Une telle candeur – à moins qu’elle soit feinte – étonne, venant d’un aussi vieux routier de la vie politique. Homme d’appareil, de couloirs, de coulisses, de cuisine et de synthèses, le président de la République aurait-il oublié que dans les marigots du pouvoir, jeunes et vieux crocodiles sont plus souvent mus par l’ambition et l’intérêt que par la gratitude et la loyauté ?
Du coup, c’est le cadet qui fait la leçon à son aîné et se permet de lui rappeler que s’il a été nommé au secrétariat général (adjoint) de la présidence, puis promu au ministère de l’Economie, ce n’était à sa connaissance ni pour ses beaux yeux ni pour sa jolie tournure mais en raison de sa compétence, de son intelligence, de son savoir-faire, que dans l’affaire il est permis de se demander lequel des deux partenaires apportait le plus à l’autre, et qu’il n’est en définitive l’obligé de personne.
Tu quoque mi fili, et toi aussi mon fils ! gémit le premier. Mais tu n’es pas mon père, bien que tu en aies l’âge, réplique le second. Qui t’a fait duc ? reprend le sexagénaire. C’est peut-être toi, rétorque l’insolent, mais c’est du temps où tu étais encore roi.
Qu’on ne s’y trompe pas. Comme en leur temps Laurent Fabius ou Alain Juppé, comme aujourd’hui un Bruno Le Maire ou un Laurent Wauquiez, Emmanuel Macron est de de ces brillants sujets que le hasard d’un parcours et d’une carrière a amenés dans un camp, rattachés à une écurie, coiffés d’une toque et d’une casaque rose ou bleue, mais qui n’ont pour colonne vertébrale que leur ambition, et qui ne sont structurés que par l’ardent désir d’arriver le plus vite possible au sommet, peu importe par quelle face de la montagne. Ce jeune homme pressé a un appétit d’ogre, qu’il lui faut satisfaire coûte que coûte. L’avaleur n’attend pas le nombre des années.
Appelé à ses hautes fonctions par un président « de gauche », membre d’un gouvernement « de gauche », associé depuis quatre ans à une politique économique et financière « de gauche » mais confronté à la réalité d’un pays qui se droitise, d’une gauche qui part en lambeaux et d’un pouvoir tombé en quenouille, Emmanuel Macron ne craint pas de dire qu’à ses yeux les vieux clivages sont désormais périmés et que le mouvement qu’il vient de fonder les ignorera également et superbement. L’histoire de ces dernières années a été jalonnée de grandes ascensions qui commencent par de grandes trahisons au point que certains, se référant aux illustres exemples donnés par Jacques Chirac, Edouard Balladur ou Nicolas Sarkozy, finiraient par y voir une sorte de passage obligé pour le futur élu de la nation.
Nous avons tous connu un jour ou l’autre, sur les bancs de l’école, un chahuteur infernal qui faisait la joie de ses camarades et se rendait populaire en multipliant les pitreries et en lançant des boulettes de papier imbibées d’encre sur le professeur qui écrivait au tableau.
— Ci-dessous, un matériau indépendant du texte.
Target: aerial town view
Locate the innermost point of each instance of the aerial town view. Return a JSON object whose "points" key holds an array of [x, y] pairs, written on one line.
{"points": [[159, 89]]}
Quand le maître se retournait, le coupable avait déjà les bras croisés et la mine innocente du bon élève. Enfin coincé et conduit dans le bureau du principal, il s’excusait platement, promettait de s’amender et récidivait aussitôt.
Ainsi procède depuis quelques semaines Emmanuel Macron. Ministre en activité, il lance à un an de la présidentielle un mouvement, met en place une équipe, invite ses premiers adhérents à porter la bonne parole à travers la France, annonce qu’il va mettre au point dans les meilleurs délais un programme présidentiel, qu’il ne se satisfait pas de la gauche telle qu’elle est, déclare aux dernières nouvelles qu’il n’attendra pas 2017 pour agir, mais ne voit vraiment pas pourquoi il quitterait le gouvernement et cesserait de provoquer le Premier ministre, de narguer ses collègues et de ridiculiser le chef de l’Etat.
M. Macron prend ses distances avec une majorité impopulaire et un président discrédité. Ce faisant, il affaiblit encore l’une et l’autre.
Il est à coup sûr douloureux pour François Hollande de reconnaître qu’il s’est trompé à ce point sur le petit prodige qui était encore récemment son chouchou. On comprend qu’il ait du mal à se séparer d’un ministre populaire, – l’espèce ne court pas les rues. Mais peut-il tolérer les insolences, les incartades, les défis et les écarts d’Emmanuel Macron sans y perdre le peu d’autorité qui lui reste ? On n’imagine pas que César, s’il avait soupçonné ses projets, eût accordé le port d’armes à Brutus.